Interior Restructures Office of Hearings and Appeals To Focus on Indian Probate Cases

Media Contact: Joan Moody (202) 208-6416
For Immediate Release: March 7, 2005

WASHINGTON - The U.S. Department of the Interior today announced that its Office of Hearings and Appeals is operating under a new structure that will improve and expedite the resolution of Indian probate cases. OHA has created a separate hearings division to focus exclusively on these cases; is opening new offices in Alaska, S.D, and Ore.; and is increasing its staff devoted to probate adjudication.

"The OHA restructuring that takes effect today is an outgrowth of the department's trust reform initiatives for the 21st century," said Deputy Assistant Secretary Scott Cameron, who oversees performance, accountability and human resources at the department. "It will increase our level of service to native people by speeding the distribution of trust estates to heirs and beneficiaries."

OHA's former Hearings Division has been divided into three separate divisions: Probate Hearings, White Earth Reservation Land Settlement Act Hearings, and Departmental Cases Hearings.

The creation of a separate Probate Hearings Division grew out of a two-year review and consultation process, which led to the 2004 development of the department's Fiduciary Trust Model. One of the recommendations from that process was that the probate adjudication functions handled separately by the Bureau of Indian Affairs and OHA be consolidated into a single organization.

To implement this recommendation, the department is transferring to the new Probate Hearings Division most of the existing OHA Hearings Division judges and staff, along with 10 attorney decision-maker positions and 10 support staff positions currently in BIA. The BIA and OHA are issuing a joint rule in the Mar. 9 Federal Register reflecting the consolidation of the probate adjudication functions.

The attorney decision-makers are currently limited to probate cases that do not require a formal evidentiary hearing. The Fiduciary Trust Model envisions that the attorney decision.makers, working with OHA's administrative law judges and Indian probate judges, will eventually take on additional authority to handle other types of probate cases as well.

OHA will be opening new offices in Aberdeen, S.D.; Anchorage, Alaska; and Portland, Ore., to handle Indian probate cases referred from the BIA regions headquartered in those cities. OHA also will be adding staff to many of its current offices to accommodate an increase in probate case referrals expected from BIA. Other locations for the Probate Hearings Division are Albuquerque, N.M.; Billings, Mont.; Bismarck, N.D.; Oklahoma City, Okla.; Phoenix, Ariz.; Rapid City. S.D.; Sacramento, Calif.; and Twin Cities, Minn.

OHA's WELSA Hearings Division will also be located in Twin Cities, Minn. It will render heirship determinations required by the White Earth Reservation Land Settlement Act.

The Departmental Cases Hearings Division will be located in Salt Lake City, Utah. It will handle all other cases requiring an administrative hearing in which an aggrieved party is challenging an action taken by one of the department's bureaus. Such cases include mining contests, grazing cases, surface mining appeals, Native allotment contests and cases under the Indian Self-Determination and Education Assistance Act.

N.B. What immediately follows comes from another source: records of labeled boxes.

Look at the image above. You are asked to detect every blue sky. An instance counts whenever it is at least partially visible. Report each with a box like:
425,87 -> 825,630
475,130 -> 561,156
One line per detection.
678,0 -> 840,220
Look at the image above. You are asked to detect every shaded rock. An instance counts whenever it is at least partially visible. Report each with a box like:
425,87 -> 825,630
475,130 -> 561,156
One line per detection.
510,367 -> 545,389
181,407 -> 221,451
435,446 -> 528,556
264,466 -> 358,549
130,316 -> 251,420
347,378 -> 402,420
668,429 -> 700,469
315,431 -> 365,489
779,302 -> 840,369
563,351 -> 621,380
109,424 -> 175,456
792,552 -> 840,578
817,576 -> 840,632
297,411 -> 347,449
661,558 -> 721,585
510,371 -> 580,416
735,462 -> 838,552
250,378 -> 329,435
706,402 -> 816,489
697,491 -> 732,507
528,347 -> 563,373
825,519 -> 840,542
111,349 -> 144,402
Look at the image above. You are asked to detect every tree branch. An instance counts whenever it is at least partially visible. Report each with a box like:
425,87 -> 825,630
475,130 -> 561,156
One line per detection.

Besides its hearings divisions, OHA has four other units that handle other types of administrative appeals: the Office of the Director, the Interior Board of Contract Appeals, the Interior Board of Indian Appeals and the Interior Board of Land Appeals. Decisions from the Probate Hearings Division and the WELSA Hearings Division will generally be appealable to IBIA, while decisions from the Departmental Cases Hearings Division will generally be appealable to IBLA.